Originally two separate projects - an Arduino Vehicle and a Robot Arm - students Robert Hallett, Brandon Flynn, Peter Conley, Mike Maloney, Aaron Mitchell and Eric Jang were encouraged to all work together by instructor Joe Marriott to further the learning experience. They joined the vehicle with the robot arm and installed a camera as well. Students learned how to control an Arduino vehicle using traditional radio-control (RC) technology, control a robot arm installed on the vehicle and investigate First-Person View (FPV) camera applications with the vehicle.
RC operators are typically used to fly hobby helicopters, for example, but in this case students used it to control a different kind of vehicle. “It’s just a set of tires with a motor controller,” said student Aaron Mitchell. “It’s a neat concept. It’s an old radio frequency communications system that’s now working with some newer technology and actually getting a lot of neat results.” They began by interpreting those signals to find out how to make it work within the confines of this non-standard vehicle.

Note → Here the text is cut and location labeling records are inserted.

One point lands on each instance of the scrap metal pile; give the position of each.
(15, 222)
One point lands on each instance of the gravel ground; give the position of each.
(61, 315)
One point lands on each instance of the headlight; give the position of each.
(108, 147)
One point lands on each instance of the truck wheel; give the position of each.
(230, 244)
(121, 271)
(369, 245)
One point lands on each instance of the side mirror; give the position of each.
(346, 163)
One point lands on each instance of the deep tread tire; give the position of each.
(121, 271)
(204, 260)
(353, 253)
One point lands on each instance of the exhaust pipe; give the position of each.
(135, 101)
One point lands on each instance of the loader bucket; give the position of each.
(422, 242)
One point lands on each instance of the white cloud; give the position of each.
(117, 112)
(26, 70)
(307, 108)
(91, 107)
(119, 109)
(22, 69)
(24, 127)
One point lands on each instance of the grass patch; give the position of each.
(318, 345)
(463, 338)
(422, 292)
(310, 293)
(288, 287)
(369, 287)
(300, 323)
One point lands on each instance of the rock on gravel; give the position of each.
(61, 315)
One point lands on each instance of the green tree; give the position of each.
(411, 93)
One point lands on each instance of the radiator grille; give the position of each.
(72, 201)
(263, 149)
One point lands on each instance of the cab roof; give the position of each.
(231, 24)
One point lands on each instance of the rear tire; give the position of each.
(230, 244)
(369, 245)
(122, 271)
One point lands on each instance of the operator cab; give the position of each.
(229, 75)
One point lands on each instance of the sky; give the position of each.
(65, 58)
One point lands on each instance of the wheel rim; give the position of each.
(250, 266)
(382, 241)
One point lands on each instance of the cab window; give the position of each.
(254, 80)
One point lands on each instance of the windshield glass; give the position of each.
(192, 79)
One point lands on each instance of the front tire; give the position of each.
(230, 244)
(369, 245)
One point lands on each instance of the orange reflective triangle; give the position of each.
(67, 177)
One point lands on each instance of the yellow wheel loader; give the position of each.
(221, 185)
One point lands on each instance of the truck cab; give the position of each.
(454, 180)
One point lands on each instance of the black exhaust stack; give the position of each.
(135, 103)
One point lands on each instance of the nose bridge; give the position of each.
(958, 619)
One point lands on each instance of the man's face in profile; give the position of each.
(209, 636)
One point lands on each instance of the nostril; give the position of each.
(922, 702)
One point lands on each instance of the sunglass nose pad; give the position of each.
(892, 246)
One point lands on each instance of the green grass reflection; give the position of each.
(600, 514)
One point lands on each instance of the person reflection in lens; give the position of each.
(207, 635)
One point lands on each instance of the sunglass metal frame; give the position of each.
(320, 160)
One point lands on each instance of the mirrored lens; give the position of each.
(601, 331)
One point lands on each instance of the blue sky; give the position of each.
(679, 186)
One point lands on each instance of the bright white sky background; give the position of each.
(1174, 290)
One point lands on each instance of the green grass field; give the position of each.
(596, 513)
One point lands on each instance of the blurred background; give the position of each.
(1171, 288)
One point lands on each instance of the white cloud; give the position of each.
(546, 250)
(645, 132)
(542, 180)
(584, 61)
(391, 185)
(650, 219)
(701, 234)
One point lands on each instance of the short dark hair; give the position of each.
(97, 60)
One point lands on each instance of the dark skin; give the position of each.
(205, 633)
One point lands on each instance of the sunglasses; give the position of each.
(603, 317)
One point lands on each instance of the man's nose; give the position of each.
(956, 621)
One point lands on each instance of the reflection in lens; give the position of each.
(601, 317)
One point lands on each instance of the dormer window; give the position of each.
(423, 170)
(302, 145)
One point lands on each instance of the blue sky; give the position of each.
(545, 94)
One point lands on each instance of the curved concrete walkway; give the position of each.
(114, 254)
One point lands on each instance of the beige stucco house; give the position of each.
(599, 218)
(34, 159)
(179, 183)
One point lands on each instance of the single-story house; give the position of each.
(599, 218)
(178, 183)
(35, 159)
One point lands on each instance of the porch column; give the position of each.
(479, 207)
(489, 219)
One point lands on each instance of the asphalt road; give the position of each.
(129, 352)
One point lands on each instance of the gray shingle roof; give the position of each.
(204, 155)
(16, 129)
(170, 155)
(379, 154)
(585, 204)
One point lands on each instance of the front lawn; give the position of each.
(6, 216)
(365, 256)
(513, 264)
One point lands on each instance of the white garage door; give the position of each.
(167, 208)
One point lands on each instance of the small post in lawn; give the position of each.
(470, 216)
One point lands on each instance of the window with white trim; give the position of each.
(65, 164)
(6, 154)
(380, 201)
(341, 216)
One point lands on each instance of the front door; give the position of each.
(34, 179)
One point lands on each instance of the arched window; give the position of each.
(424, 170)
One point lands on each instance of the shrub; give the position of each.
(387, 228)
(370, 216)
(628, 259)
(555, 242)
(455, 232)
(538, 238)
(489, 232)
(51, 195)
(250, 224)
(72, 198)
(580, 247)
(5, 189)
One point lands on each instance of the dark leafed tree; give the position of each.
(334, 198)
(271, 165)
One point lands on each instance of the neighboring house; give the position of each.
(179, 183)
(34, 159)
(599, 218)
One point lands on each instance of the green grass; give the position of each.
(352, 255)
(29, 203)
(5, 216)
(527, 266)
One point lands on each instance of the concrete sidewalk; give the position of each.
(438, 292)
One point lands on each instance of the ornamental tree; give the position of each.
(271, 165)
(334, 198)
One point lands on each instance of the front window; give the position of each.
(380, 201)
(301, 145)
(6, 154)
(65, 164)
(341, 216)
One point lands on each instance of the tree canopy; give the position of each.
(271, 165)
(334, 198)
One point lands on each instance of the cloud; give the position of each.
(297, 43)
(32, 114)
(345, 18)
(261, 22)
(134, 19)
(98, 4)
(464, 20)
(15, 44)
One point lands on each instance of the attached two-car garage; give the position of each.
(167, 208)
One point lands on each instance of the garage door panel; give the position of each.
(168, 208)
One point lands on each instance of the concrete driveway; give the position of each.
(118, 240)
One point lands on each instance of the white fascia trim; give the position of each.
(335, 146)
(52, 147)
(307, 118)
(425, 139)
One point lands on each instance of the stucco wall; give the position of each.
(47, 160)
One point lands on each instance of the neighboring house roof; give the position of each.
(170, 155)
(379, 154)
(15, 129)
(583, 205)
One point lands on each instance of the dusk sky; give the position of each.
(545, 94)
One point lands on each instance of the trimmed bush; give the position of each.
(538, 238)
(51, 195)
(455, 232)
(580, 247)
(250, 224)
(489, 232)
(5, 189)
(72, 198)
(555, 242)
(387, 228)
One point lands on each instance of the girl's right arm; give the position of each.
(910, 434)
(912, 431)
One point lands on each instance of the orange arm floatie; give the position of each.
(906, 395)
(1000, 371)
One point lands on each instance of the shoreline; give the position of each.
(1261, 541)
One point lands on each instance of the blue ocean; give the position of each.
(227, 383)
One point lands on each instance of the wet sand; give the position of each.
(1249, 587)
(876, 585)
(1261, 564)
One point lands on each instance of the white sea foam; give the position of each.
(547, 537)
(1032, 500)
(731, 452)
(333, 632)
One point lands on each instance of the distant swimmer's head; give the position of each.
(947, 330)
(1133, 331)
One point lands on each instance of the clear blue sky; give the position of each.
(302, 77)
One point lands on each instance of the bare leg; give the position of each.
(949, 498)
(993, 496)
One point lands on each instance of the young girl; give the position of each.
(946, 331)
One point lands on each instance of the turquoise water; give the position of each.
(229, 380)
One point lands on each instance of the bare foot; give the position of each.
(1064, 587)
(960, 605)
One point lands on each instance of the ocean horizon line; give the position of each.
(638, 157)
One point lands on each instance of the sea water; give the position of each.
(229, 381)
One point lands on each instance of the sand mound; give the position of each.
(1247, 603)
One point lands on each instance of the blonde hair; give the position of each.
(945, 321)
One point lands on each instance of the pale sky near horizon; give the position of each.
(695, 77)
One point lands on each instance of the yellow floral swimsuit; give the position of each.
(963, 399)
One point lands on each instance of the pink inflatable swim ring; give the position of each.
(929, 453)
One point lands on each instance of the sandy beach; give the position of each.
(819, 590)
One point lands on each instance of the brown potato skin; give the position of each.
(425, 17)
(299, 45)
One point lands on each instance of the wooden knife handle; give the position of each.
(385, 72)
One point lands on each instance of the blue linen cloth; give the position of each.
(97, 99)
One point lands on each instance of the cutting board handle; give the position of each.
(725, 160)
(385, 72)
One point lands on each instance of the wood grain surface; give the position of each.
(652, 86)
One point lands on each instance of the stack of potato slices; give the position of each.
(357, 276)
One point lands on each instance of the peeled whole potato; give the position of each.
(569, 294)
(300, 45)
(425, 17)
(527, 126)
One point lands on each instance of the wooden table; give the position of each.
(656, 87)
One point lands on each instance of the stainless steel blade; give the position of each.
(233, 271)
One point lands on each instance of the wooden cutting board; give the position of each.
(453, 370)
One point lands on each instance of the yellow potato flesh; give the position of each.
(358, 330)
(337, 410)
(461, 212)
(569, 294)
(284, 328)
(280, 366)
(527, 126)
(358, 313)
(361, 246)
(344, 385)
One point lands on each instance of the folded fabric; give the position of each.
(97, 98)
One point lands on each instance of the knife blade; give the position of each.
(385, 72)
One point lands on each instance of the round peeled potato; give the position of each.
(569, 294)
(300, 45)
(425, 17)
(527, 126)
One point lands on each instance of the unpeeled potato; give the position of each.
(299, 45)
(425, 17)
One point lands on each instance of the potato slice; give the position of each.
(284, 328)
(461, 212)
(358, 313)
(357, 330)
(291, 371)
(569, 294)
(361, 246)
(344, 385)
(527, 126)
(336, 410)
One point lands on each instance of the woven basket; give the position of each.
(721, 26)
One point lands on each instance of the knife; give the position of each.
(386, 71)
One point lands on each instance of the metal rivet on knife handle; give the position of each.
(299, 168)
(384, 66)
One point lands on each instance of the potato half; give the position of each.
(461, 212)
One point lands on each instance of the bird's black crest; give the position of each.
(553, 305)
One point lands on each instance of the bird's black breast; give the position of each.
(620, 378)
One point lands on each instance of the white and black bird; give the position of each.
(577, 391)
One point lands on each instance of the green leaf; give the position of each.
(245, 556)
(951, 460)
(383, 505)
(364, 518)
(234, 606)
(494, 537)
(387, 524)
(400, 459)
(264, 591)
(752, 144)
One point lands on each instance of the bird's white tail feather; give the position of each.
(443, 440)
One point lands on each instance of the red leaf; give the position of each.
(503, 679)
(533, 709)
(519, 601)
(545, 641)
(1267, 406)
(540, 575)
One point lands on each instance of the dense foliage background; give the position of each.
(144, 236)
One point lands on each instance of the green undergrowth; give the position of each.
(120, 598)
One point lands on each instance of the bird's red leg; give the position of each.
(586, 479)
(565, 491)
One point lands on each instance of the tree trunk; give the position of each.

The goal was to be able to drive the machine around and use the camera and the arm in a useful way. Bomb disposal is one possible application for this project. “We see robots [like] the Mars lander or bomb disposal robots which are very high-tech and very expensive… and we say, well can we do it? We’re jokingly calling this our bomb disposal robot because it does have all the features of the real thing: it’s fully remote controlled, we control the arm, we have remote vision, we can drive this into a building and see where we’re going. …[W]e're teaching students that they can do this type of work,” said instructor Joe Marriott.